Brain Glucose Levels Reduced in Type 1 Diabetes Following Hyperglycemia
Individuals with type 1 diabetes experience a diminished rise in brain glucose levels following an acute episode of modest hyperglycemia, according to Hwang et al. (p. 163). As a result, the authors suggest that the brain might adapt to diabetes conditions by reducing the amount of glucose that can enter the brain and that this may be to protect it from excess glucose. Initially focusing on humans, the authors recruited 14 individuals with type 1 diabetes and 9 healthy control subjects to participate in 5 days of continuous glucose monitoring (with a Dexcom G4 device).

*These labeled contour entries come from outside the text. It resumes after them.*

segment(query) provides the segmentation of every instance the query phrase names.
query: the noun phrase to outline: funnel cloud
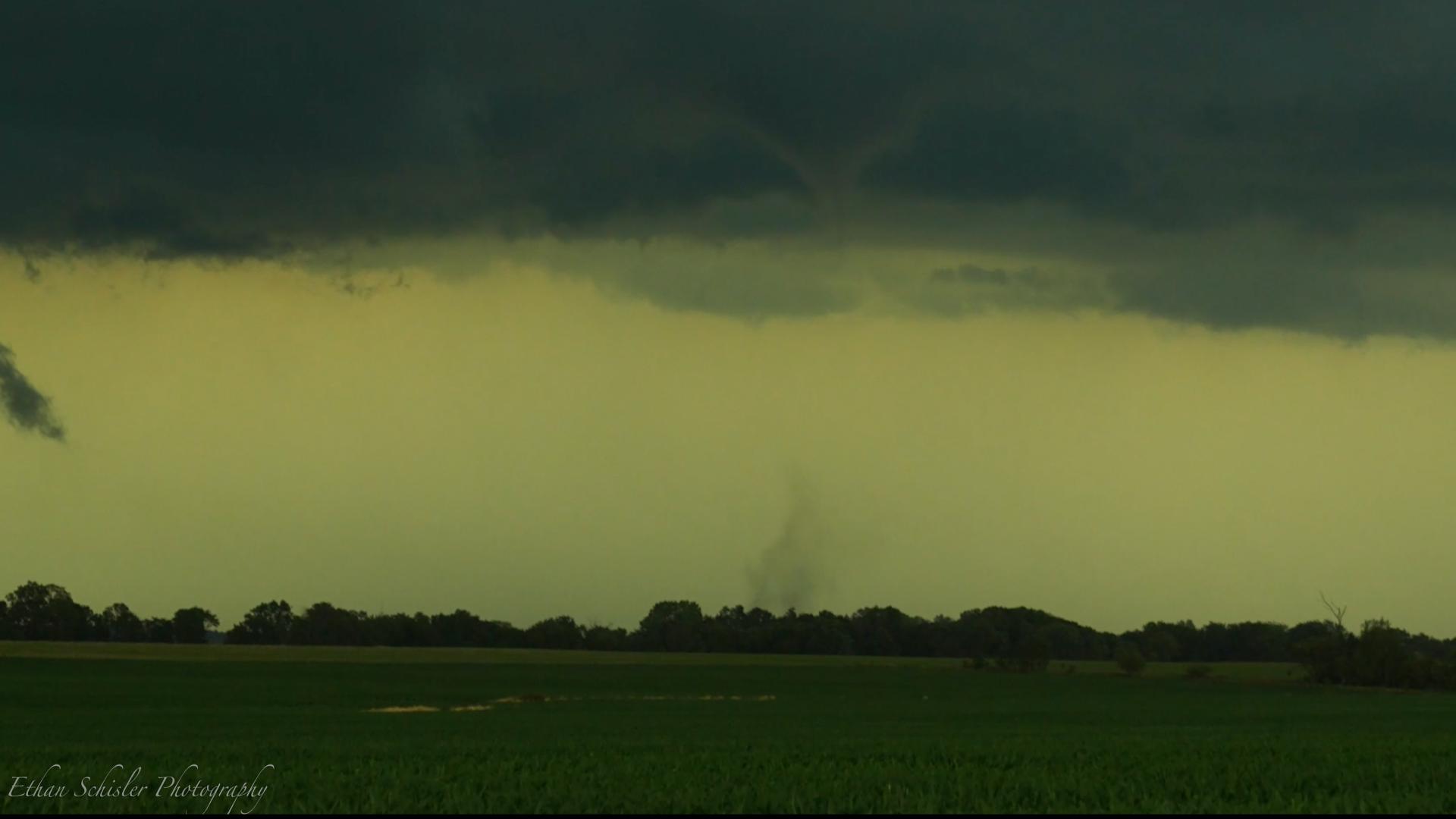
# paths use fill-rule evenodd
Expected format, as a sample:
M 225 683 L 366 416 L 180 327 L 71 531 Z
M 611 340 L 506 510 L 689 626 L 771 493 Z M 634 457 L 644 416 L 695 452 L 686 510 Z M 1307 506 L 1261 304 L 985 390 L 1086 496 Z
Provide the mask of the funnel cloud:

This was followed by a 2-h hyperglycemic clamp procedure while undergoing magnetic resonance spectroscopy to measure glucose levels in the brain. In addition to this, they report experiments with rats in which groups with and without streptozotocin-induced diabetes underwent clamp procedures followed by nuclear magnetic resonance spectroscopy of various brain regions to measure glucose levels. They found that in humans, despite similar changes in plasma levels of glucose in the clamp procedure, individuals with type 1 diabetes had significantly smaller increases in brain glucose. They also found that the change in brain glucose levels positively correlated with a glucose lability index measurement (describing changes in glucose over time). Turning to the animal experiments, they report that, consistent with the human investigation, rats with induced diabetes also had lower brain glucose levels in various brain areas (cortex, hippocampus, and striatum) in comparison to controls. Discussing the outcomes, they suggest that the diminished brain glucose levels might represent some form of protective mechanism for the brain against the effects of increased glucose. They also highlight the correlation between glucose variability and brain glucose levels and suggest that more research is needed on the factors that contribute to the phenomenon.